Both of these will return the location of whatever you ask them to find.
.loc will return the value at the searched index with the label you input
- df.loc(5) would return the row with the index with the name ‘5’
- Can create confusion if you have sorted an old dataframe into a new one, as index labeled ‘5’ is no longer at index 5
.iloc will return the index at the searched value
- df.iloc(5) would return the row in at index 5, refering to a constant location.
To return a series use something like data.iloc[4:10]
Question 8
Describe how an api works.
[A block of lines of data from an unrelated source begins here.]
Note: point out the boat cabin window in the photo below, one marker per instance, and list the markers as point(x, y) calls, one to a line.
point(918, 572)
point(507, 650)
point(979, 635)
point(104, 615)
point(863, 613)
Provide an example of how to construct a request to a remote server in order to pull data, write it to a local file and then import it to your current work session.
An API is an Application programming interface. This is an intermediary in which two programs can communicate and share information with each other. It can also be used to pull data off of the internet.
Here is an example of pulling covid data off a web page:
`#URL for the covid data
url = ‘https://api.covidtracking.com/v1/states/daily.csv’
#Create location for data to be exported
data_store = ‘./data/coviddaily.csv’
#Pull data from API using requests
coviddata = requests.get(url)
#write the data into local file
with open(data_store, ‘coviddaily.csv’) as f:
f.write(coviddata.content)
df = pd.read_csv(‘coviddaily.csv’)`
Question 9
Describe the apply() function from the pandas library. What is its purpose? Using apply) to various class objects is an alternative (potentially preferable approach) to writing what other type of command? Why do you think apply() could be a preferred approach?
The apply() function in pandas allows for you to use some other function to an entire series. Whatever function is being applied to the data frame will itterate along the entire axis of the frame. This is considerably easier to do than creating a loop.
Question 10
Also describe an alternative approach to filtering the number of columns in a data frame. Instead of using .iloc, what other approach might be used to select, filter and assign a subset number of variables to a new data frame?
Download SQL!!! Then views can be created with ease to determine a subset with high levels of specificity. Additionally, dataframes can be analysed without making permanant changes or creating new data frames every time.